Despite knowing my discomfort, she stayed connected with him. During fights, she would block him, and after breakups she would unblock him and say she didn’t even remember why she blocked him. Even during the relationship, she remained friends with that group and that guy, which I was uncomfortable with, but she often interpreted it as jealousy and even discussed or boasted about it with her friends.

I had also requested her, due to my past trauma, not to share her feelings about me with her friends or tell them she liked me, because it usually backfired and people would judge me unfairly for simply rejecting others.

She also shared a deeply personal secret of mine with her online friends when we were just friends—something I had never told anyone. When I confronted her about it, she brought up my ex, gave me a panic attack, and then left.

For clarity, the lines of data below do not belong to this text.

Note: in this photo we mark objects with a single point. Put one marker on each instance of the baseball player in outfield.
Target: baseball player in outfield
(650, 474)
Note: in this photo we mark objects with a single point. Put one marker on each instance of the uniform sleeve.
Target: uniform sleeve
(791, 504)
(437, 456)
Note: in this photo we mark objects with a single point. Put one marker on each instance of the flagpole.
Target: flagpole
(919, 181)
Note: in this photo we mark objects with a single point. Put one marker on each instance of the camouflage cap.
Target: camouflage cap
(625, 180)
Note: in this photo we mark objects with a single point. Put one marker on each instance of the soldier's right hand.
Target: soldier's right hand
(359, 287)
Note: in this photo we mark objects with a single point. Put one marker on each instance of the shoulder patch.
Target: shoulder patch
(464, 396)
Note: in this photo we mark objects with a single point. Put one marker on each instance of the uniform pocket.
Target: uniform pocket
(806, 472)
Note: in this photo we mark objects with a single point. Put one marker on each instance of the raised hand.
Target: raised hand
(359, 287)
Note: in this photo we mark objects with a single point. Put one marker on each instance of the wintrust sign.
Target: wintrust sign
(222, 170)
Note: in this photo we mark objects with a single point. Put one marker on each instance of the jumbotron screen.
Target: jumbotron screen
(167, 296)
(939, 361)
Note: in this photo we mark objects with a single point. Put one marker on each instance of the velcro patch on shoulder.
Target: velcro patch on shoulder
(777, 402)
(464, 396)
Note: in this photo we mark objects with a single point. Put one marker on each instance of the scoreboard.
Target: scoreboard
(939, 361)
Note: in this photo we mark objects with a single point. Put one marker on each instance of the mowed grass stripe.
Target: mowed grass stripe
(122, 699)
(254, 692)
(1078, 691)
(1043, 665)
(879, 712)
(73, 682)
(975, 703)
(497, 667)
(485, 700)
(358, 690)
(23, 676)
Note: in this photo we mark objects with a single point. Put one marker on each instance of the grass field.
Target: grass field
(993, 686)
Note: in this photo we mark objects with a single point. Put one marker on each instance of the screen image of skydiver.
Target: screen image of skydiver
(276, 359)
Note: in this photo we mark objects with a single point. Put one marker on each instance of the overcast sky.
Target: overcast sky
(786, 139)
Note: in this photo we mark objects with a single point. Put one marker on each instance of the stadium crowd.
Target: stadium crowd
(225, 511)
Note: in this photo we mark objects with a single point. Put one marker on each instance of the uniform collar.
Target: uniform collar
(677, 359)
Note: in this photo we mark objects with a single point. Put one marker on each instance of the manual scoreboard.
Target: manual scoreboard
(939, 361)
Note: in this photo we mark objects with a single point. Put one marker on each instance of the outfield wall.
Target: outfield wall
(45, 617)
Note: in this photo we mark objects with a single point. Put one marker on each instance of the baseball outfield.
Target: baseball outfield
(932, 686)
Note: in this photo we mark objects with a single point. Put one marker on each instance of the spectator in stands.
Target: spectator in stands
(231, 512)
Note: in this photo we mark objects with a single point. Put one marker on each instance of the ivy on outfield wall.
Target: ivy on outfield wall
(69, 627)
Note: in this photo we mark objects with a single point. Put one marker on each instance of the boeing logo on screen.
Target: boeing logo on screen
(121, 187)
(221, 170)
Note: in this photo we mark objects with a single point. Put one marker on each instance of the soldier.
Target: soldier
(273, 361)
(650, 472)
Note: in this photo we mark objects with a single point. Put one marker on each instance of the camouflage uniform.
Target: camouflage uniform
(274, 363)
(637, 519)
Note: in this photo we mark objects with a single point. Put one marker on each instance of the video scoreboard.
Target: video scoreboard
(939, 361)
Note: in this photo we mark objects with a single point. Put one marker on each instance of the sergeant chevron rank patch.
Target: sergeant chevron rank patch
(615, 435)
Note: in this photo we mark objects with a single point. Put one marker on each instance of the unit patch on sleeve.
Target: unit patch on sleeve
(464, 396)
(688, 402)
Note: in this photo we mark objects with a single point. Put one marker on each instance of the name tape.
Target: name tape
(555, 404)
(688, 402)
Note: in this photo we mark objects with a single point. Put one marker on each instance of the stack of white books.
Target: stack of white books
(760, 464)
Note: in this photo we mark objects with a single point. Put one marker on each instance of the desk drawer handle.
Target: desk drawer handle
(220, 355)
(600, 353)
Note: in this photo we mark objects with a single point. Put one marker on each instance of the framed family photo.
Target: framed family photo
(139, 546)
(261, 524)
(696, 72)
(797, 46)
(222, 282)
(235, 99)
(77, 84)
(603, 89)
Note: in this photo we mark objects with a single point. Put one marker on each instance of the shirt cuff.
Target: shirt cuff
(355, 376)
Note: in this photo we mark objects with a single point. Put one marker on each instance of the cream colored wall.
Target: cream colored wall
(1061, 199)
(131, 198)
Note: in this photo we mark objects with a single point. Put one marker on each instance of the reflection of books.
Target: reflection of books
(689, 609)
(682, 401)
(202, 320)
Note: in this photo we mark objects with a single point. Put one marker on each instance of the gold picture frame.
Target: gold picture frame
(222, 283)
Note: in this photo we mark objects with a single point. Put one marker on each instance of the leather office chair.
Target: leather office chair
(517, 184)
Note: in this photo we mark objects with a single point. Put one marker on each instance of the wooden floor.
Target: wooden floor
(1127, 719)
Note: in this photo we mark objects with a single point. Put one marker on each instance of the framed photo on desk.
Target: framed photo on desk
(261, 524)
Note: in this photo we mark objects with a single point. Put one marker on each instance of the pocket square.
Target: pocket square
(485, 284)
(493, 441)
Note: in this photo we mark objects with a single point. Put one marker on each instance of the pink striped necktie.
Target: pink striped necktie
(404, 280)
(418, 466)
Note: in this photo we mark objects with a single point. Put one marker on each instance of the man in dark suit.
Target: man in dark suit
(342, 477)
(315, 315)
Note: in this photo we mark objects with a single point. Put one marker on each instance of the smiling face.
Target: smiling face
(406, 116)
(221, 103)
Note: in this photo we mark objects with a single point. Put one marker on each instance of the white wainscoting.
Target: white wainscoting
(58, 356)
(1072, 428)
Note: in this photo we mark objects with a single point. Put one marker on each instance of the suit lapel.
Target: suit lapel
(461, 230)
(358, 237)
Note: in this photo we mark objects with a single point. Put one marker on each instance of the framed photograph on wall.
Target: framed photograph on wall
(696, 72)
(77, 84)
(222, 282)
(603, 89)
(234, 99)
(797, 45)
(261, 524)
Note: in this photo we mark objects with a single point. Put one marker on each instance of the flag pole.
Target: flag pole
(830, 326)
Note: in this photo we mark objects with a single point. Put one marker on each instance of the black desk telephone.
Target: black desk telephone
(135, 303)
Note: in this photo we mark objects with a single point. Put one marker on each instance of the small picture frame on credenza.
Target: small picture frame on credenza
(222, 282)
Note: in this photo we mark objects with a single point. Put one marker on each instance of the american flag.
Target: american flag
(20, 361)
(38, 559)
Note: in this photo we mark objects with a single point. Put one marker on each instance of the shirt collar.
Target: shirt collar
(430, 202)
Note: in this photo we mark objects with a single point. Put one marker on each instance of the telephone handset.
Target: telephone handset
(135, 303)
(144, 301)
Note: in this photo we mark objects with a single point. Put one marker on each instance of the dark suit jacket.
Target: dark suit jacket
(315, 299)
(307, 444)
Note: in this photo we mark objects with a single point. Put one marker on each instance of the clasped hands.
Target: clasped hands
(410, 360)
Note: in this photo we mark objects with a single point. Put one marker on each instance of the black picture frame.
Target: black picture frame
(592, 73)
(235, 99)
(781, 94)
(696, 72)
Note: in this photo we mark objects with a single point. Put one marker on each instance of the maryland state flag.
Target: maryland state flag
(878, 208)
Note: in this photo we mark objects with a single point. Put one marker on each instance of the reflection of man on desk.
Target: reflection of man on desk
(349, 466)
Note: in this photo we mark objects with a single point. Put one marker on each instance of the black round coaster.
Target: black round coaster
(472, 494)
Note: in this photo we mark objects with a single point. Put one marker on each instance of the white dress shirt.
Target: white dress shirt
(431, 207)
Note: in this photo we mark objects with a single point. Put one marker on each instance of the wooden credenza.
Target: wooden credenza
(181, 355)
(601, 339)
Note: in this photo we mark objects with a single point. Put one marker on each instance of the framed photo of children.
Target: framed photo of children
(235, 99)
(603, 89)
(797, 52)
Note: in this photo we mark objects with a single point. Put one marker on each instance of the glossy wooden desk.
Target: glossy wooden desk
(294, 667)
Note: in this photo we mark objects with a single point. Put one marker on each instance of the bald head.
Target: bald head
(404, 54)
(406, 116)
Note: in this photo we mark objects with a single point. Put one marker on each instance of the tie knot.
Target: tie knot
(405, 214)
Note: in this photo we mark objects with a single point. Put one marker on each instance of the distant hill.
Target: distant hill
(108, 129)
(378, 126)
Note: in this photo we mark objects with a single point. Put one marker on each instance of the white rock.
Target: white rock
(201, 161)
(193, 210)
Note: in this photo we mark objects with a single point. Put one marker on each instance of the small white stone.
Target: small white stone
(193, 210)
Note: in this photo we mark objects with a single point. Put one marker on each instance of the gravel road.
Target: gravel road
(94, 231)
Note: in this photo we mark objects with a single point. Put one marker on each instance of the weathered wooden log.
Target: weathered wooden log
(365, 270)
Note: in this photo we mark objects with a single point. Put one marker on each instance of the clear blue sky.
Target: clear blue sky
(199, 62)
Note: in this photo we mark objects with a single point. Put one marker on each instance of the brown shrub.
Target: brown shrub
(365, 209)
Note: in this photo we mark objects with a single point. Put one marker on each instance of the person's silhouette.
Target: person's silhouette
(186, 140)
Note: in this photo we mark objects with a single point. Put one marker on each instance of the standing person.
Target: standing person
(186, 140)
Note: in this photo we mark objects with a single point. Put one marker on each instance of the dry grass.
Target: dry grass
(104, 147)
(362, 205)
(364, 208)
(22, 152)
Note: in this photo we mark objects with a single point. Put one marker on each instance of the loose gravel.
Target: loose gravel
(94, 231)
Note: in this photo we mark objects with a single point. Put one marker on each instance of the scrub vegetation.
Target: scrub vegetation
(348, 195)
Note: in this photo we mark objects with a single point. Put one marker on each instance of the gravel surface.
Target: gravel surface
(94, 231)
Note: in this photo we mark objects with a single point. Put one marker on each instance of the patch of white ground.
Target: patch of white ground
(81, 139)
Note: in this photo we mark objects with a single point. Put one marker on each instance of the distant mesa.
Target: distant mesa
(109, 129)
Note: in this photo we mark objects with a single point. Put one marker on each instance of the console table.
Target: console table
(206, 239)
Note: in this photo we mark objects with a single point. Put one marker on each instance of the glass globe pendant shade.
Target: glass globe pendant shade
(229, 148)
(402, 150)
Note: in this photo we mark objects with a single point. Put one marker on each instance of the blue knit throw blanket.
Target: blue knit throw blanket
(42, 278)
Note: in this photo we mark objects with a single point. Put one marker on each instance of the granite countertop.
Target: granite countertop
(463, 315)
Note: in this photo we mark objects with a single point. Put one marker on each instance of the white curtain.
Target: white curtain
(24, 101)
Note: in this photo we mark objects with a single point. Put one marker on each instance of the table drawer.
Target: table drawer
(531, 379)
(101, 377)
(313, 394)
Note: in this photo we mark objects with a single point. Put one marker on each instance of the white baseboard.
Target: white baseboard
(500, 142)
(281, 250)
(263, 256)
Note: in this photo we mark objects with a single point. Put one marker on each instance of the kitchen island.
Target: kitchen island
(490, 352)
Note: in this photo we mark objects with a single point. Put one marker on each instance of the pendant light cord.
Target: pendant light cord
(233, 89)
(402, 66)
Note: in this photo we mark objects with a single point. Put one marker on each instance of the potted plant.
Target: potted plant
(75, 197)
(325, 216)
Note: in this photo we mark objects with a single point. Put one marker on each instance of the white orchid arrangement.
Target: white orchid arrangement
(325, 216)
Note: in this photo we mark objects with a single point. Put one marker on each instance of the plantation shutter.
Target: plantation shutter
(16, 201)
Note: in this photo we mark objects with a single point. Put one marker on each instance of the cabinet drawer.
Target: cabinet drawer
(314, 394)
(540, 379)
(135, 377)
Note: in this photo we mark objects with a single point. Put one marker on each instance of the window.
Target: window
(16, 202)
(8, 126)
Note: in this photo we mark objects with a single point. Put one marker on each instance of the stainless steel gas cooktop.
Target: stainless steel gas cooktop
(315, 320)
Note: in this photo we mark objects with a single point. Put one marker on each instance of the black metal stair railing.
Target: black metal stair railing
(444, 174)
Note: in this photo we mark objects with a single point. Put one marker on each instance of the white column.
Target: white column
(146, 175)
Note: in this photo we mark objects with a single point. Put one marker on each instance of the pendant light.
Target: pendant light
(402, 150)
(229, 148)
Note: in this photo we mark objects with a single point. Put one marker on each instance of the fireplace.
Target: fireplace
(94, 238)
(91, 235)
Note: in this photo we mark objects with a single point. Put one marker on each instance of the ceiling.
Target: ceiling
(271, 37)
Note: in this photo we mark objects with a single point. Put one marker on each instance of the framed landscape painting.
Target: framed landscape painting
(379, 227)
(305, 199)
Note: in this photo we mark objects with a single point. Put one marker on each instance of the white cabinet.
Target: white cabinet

I also want to add that I have always tried to build a life together—suggesting we work together, study together, and plan together—but she would often pull back from these ideas. Sometimes she would agree and apply with me, but later I would find out she was applying everywhere on her own without including me or thinking about us. I was consistently the one trying to include her in every opportunity I saw, while I did not feel the same level of shared direction from her side.

There is so much more as well, and I am leaving out the parts where I hurt her too, I’m not trying to devoid myself of accountability by leaving them out, I have been extremely shameful about it and she knows as well, I have been apologetic over it and changing my behavior too she knows, and I have been atoning for my mistakes since the last year or so but I genuinely don’t know what to do. I don’t want to leave her, but staying friends with her is also breaking me from the inside, and not being able to pursue our future goals together is also breaking me from the inside.